Desculpa aí, estou aqui novamente me lamuriando e nem tive a delicadeza de me apresentar. Pelo que vai ser narrado aqui é melhor vocês me conhecerem como Carmen. Ou poderia ser Maria, Rosa, Alice, Camila, Fernanda, Marlene, Maristela, Flavia, Eduarda, Josefa, Vânia, Aparecida, Gisele, Giovanna, Gerusa, Gioconda, Regina, Beatriz, Marina, Mariana, Ondina, Zélia ou qualquer nome feminino que você imaginar. Acho - dentro da minha pouca humildade – que tudo que acontece comigo pode acontecer a qualquer uma. Será que falei cedo demais? Ou que apenas busco consolo para justificar meus erros? Será que sou diferente porque valorizo os erros e não dou pelota para os acertos? Será que isso realmente é apenas uma mentira que criei para mim?

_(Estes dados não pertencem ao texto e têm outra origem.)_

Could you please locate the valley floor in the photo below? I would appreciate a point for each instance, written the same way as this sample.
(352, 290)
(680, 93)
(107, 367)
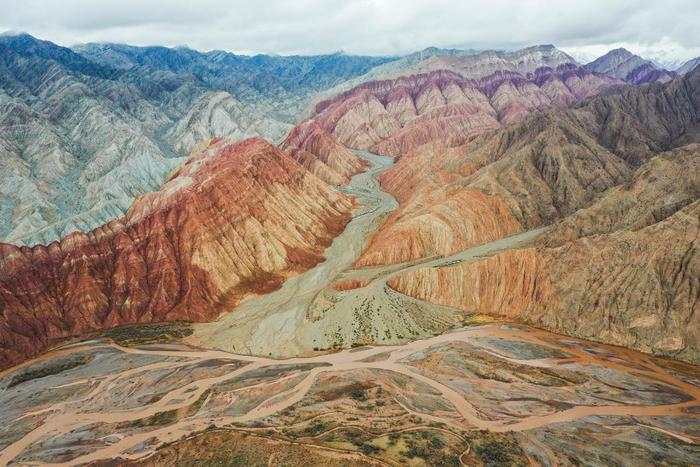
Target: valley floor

Perdi minha virgindade com dezesseis anos de idade. Normal na minha geração. O pior é que fui para a cama com um jovem e promissor poeta que aos meus olhos adolescentes pareceu um personagem saído de um livro de um escritor beatnick. Não vou descrevê-lo aqui porque seria um enorme clichê. Menti para ele que tinha dezenove. Ele me disse que tinha 26 e estava saindo de um nevoeiro particular de sua existência. Parece que algo relacionado às suas “vidas passadas”. Bloqueio de escritor. Alguma coisa desse gênero. Eu sei que deveria ser mais esperta por ter tido um bom começo. Ele me tratou com carinho e atenção. Com respeito. Sempre buscando primeiro o meu prazer. Não sei se foi altruísmo ou puro charme. Sei que amei. Até menti para ele que meu hímen era complacente. Ficou assustadíssimo quando viu o sangue. Eu estava tão radiante que inventei uma historinha para ele. Chegamos a sair algumas vezes e o sexo era bom como a primeira vez. Só que ele não queria compromisso por conta de seus próprios dilemas. Sempre me dizia que teria de resolvê-los sozinhos. Não lembro se respeitei sua opinião ou era apenas uma menininha besta metida a blasé. Digamos que perdemos o contato algum tempo depois.

Ainda não mencionei que sou negra. Não que isso faça diferença. Minha falecida mãezinha também era e sempre me ensinou que raça não faz diferença nenhuma. Tentou sempre me proporcionar cultura, estudo e dignidade. Mas na hora do tal jogo da sedução minha cor sempre foi pontos ao meu favor. Esse poeta dizia que eu era a típica “negra bela”. Nunca mais esqueci esse termo. Tenho apenas que cuidar um pouquinho com a balança. Tenho seios fartos e lábios grossos. Minha bunda é redonda e a parte do meu corpo que acho mais bonita são minhas coxas. Os pedólatras ficam malucos quando estou de sandálias abertas. Gosto de me vestir bem e meu cabelo é “bom”. Pena que às vezes eu seja tão burra! Me apaixono e sempre me dou mal. Depois do poeta caí numa das maiores esparrelas da minha vida!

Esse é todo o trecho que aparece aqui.